Die steigende internationale Aufmerksamkeit und der Druck auf die kambodschanische Regierung sowie die beteiligten Organisationen sind zwar vorhanden, dennoch fehlt bislang eine effektive Strafverfolgung und systematische Bekämpfung dieser Industrie. Gleichzeitig berichten Sicherheitsexperten, dass die Betrügereien zunehmend auf Afrika und Lateinamerika ausgedehnt werden, was die globale Reichweite des Netzwerks und die Bedrohung für die Finanz- und Rechtsordnung unterstreicht. Blockchain-Sicherheitsplattformen wie Immunefi dokumentieren jährlich Millionenverluste durch derartige Cyberkriminalität, mit einem Verlust von über 1,6 Milliarden US-Dollar alleine in den ersten drei Monaten von 2025. Daraus wird klar, welche drastischen Auswirkungen diese kriminellen Netzwerke auf den globalen Kryptomarkt und das Vertrauen in digitale Währungen haben. Die Enthüllungen zum kambodschanischen Krypto-Scam-Netzwerk werfen entscheidende Fragen nach der Rolle von Banken, Regierungen und internationalen Finanzinstituten in der Bekämpfung von Finanzkriminalität und Menschenhandel auf.
Es wird offensichtlich, dass technologische Innovationen, so fortschrittlich sie auch sein mögen, in den falschen Händen katastrophale Folgen haben können. Entscheidend für die Zukunft ist nun, wie die internationale Gemeinschaft auf diese Krise reagiert und welche Maßnahmen eine gerechte Strafverfolgung und Prävention ermöglichen. Transparenz, internationale Zusammenarbeit und technische Innovationen zur Erkennung von Betrugsaktivitäten sind unabdingbar, um den Kreislauf von Ausbeutung, Korruption und krimineller Profitmaximierung zu durchbrechen. Die Lage in Kambodscha macht verdeutlicht darüber hinaus, wie gefährlich die Verschränkung von Macht, Technologie und Illegalität sein kann. Die Berichte fordern damit nicht nur eine kritische Betrachtung der nationalen Strukturen, sondern auch eine globale Wachsamkeit und entschlossenen politischen Willen.
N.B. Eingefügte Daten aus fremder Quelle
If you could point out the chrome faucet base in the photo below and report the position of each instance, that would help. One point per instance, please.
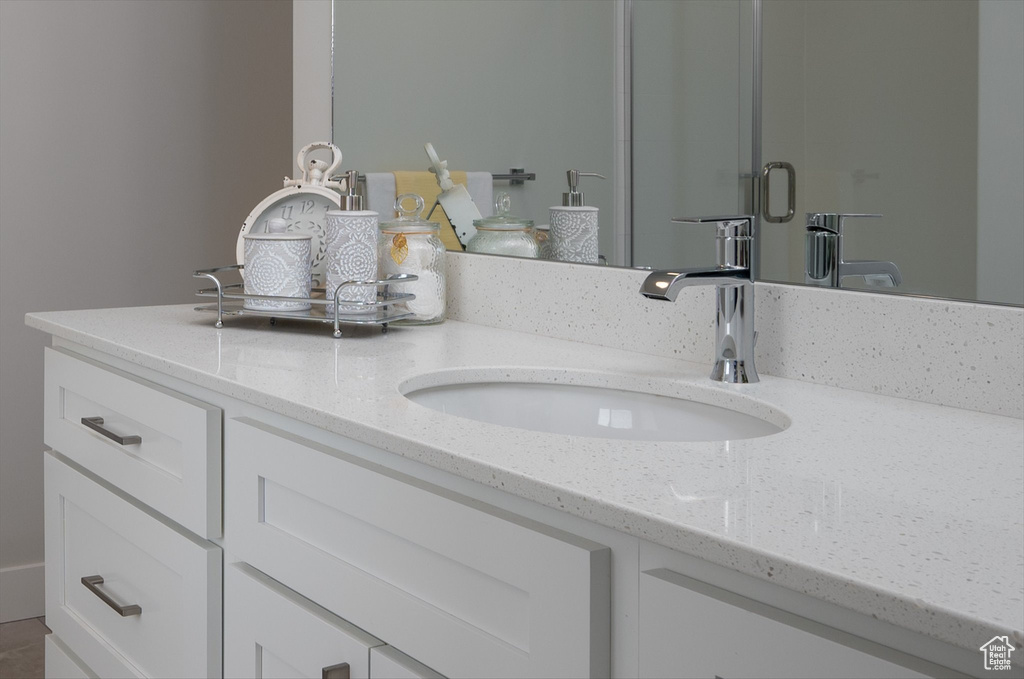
(733, 281)
(733, 371)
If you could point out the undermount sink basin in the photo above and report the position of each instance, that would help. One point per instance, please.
(598, 412)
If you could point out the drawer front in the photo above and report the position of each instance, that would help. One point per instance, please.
(60, 663)
(465, 588)
(128, 593)
(175, 468)
(389, 663)
(691, 629)
(273, 633)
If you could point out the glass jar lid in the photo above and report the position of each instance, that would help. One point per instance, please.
(409, 220)
(503, 221)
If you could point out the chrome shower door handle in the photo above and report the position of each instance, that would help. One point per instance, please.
(791, 173)
(92, 584)
(96, 424)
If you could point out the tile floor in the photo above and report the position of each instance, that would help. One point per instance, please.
(22, 648)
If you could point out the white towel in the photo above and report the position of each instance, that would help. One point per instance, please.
(380, 193)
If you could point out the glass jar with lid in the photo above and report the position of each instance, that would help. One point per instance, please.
(412, 245)
(504, 234)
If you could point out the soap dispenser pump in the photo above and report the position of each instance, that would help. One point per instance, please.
(573, 224)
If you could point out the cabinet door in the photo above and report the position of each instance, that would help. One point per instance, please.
(465, 588)
(274, 633)
(127, 592)
(61, 664)
(158, 446)
(691, 629)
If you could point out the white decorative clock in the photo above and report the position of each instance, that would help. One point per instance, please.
(303, 204)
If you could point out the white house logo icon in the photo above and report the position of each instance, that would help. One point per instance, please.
(996, 652)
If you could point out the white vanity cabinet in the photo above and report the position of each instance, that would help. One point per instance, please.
(340, 559)
(272, 632)
(127, 592)
(132, 486)
(690, 628)
(465, 588)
In einer Zeit, in der Kryptowährungen und Blockchain-Technologien eine Schlüsselrolle in der Finanzwelt spielen, zeigt das Beispiel Kambodscha, wie diese Technologien missbraucht werden können, wenn Governance, Recht und Rechtsstaatlichkeit versagen. Für Investoren, Aufsichtsbehörden und Politik bedeutet dies, sich intensiv mit den Risiken und Kontrollmechanismen auseinanderzusetzen, um die Verbreitung derartiger krimineller Netzwerke einzudämmen. Letztendlich mahnt die Enthüllung des kambodschanischen Krypto-Scam-Netzwerks dazu, wachsam zu bleiben und sowohl technologische als auch rechtliche Lösungen weiterzuentwickeln, um die digitale Finanzwelt sicherer und fairer zu gestalten.